Thomas J. Piccard, 55, expressed his hatred in writings found at his house and on his body after the Oct. 9 shooting at the federal courthouse in Wheeling, U.S. Attorney William Ihlenfeld said during a news conference.
Ihlenfeld said the writings did not target any individual or agency, but he declined to provide details.
"I don't think he deserves a platform to express his ideas," he said.
Piccard was fatally shot by law enforcement after he stood across a street from the courthouse and began firing. Ihlenfeld said Piccard fired 23 shots from an assault rifle and three rounds from a 9mm handgun.

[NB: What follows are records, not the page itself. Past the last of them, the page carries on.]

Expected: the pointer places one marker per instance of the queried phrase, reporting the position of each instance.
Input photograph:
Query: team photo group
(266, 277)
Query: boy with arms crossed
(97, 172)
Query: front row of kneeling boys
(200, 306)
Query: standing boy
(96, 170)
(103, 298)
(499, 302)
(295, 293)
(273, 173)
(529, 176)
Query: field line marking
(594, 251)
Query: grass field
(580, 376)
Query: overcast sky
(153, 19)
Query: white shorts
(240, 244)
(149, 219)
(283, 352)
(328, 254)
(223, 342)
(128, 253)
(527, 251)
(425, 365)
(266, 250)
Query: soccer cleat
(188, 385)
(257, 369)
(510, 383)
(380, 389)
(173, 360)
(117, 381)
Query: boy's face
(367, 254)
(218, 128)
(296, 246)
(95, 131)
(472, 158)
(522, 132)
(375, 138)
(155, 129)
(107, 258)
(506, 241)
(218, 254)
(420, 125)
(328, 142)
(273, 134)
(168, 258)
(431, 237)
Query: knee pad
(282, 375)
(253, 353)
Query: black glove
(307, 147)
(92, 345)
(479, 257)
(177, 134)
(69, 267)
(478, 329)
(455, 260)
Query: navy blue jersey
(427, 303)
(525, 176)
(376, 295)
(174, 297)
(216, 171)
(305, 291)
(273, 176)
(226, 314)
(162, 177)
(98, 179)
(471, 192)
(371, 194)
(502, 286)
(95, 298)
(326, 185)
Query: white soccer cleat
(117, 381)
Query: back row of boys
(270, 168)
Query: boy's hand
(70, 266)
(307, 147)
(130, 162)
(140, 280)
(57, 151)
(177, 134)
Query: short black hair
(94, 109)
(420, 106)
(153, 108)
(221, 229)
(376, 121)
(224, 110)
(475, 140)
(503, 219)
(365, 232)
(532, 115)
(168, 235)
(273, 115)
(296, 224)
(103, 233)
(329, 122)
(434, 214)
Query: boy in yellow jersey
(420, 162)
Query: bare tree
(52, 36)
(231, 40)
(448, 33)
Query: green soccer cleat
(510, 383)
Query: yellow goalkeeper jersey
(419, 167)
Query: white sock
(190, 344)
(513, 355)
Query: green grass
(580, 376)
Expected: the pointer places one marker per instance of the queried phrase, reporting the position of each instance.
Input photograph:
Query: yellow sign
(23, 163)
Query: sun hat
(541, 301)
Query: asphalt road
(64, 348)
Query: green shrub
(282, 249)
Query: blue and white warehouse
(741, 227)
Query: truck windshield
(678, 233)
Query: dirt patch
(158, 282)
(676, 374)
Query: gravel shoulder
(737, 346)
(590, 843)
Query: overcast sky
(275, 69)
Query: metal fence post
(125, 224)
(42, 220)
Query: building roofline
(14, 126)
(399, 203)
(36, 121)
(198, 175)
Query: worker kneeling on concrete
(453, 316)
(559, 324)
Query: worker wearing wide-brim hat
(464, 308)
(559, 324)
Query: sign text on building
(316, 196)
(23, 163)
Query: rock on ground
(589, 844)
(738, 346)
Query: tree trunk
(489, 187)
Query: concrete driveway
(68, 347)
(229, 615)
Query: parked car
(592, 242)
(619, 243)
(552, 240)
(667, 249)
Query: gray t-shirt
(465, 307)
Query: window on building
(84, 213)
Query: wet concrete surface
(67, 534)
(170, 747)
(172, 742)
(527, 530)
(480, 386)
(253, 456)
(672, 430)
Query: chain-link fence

While federal authorities are not discussing Piccard's specific motive, Ihlenfeld said his hatred of the government and his medical problems were two factors that contributed to the shooting.
Piccard had his heart broken by a woman he cared about not long before the shooting, the prosecutor said.
Piccard had legally bought the assault rifle six days before the shooting. The handgun had been legally purchased two years ago. Piccard cleared instant background checks for both purchases, and nothing about the weapons was unusual, Ihlenfeld said.
Nothing in Piccard's writings indicated that he planned or wanted to die, he said.